Manipulación de listas de espera y 360.000 pacientes en espera: el cruce de acusaciones en la Asamblea madrileña
La presidenta de la Comunidad de Madrid, **Isabel Díaz Ayuso**, ha acusado este jueves al PSOE de aprovechar el caso del **Hospital Ramón y Cajal** para «dar lecciones de listas de espera» usando a un cirujano con «expedientes disciplinarios abiertos» y «lindezas» como «reventar el coche a su jefe». Lo ha afirmado durante el control parlamentario en la Asamblea de Madrid, donde ha rechazado las críticas de la portavoz socialista, **Mar Espinar**, quien denunció que la Comunidad «maquilla» las listas de espera, incluyendo el caso de una «niña en riesgo de perder una pierna».
Ayuso ha contraatacado asegurando que el denunciante, un cirujano conocido por su conflictividad interna, «manipulaba las citas» y que su intervención en medios públicos —»pagados con dinero de todos los españoles»— responde a una estrategia de la «izquierda» para desprestigiar a su Gobierno. «Desde que ustedes gobiernan, hay huelgas sanitarias en todo el país», ha recriminado, vinculando la situación a la gestión estatal.
El cruce ha escalado con datos concretos: **Más Madrid** ha denunciado que la Comunidad acumula **360.000 personas en lista de espera** para citas médicas, un patrón que, según su portavoz **Manuela Bergerot**, beneficia a la sanidad privada (como el **Grupo Quirón**). «Es criminal», ha afirmado, acusando a Ayuso de «ingeniería contable» para ocultar el colapso. La presidenta, en cambio, ha restado importancia al caso del Ramón y Cajal, tachándolo de «bulo de la semana» y ha cuestionado la legitimidad de las protestas estudiantiles que acompañaron el inicio del curso universitario, donde ella «dio plantón» a los rectores.

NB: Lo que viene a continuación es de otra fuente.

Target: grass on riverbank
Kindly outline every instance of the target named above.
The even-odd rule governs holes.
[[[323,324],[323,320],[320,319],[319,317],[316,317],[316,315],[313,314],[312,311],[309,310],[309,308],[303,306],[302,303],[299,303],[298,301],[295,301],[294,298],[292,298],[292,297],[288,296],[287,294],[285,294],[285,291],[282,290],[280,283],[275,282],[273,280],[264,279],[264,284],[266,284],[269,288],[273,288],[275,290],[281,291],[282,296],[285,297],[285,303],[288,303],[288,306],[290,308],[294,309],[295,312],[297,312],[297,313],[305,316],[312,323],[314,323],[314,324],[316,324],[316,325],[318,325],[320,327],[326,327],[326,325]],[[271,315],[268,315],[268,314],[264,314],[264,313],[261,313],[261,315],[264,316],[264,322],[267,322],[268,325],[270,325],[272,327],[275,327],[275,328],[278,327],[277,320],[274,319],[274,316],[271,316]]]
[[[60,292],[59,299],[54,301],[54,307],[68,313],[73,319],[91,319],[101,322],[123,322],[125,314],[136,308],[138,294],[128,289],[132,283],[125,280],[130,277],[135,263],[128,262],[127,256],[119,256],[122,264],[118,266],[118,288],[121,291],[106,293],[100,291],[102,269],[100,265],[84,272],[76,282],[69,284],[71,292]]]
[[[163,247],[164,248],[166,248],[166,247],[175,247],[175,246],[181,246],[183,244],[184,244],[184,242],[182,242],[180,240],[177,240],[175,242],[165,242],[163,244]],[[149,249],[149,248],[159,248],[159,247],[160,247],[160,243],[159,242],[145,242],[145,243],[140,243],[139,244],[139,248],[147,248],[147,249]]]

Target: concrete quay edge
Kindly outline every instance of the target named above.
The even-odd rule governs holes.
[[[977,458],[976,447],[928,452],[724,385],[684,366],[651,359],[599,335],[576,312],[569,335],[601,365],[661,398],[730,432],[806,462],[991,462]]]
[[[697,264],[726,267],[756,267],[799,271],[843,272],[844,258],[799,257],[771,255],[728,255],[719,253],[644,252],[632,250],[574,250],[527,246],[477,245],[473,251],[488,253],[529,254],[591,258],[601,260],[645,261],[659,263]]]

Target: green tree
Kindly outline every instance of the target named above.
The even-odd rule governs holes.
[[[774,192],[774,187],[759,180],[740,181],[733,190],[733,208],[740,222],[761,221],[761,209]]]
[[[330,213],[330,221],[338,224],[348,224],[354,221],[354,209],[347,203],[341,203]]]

El enfrentamiento refleja tensiones recurrentes por la gestión sanitaria en Madrid, donde el **PP** y **Vox** apoyan a Ayuso, mientras el **PSOE** y **Sumar** exigen transparencia. El **Ramón y Cajal**, uno de los hospitales de referencia de la región, ha sido escenario de polémicas previas por listas de espera y conflictos internos, aunque este caso destaca por la implicación directa de un facultativo con antecedentes disciplinarios. La Asamblea madrileña, clave en la oposición al Gobierno central, servirá de escenario para nuevos cruces en las próximas semanas, especialmente si se confirman más denuncias sobre manipulación de datos sanitarios.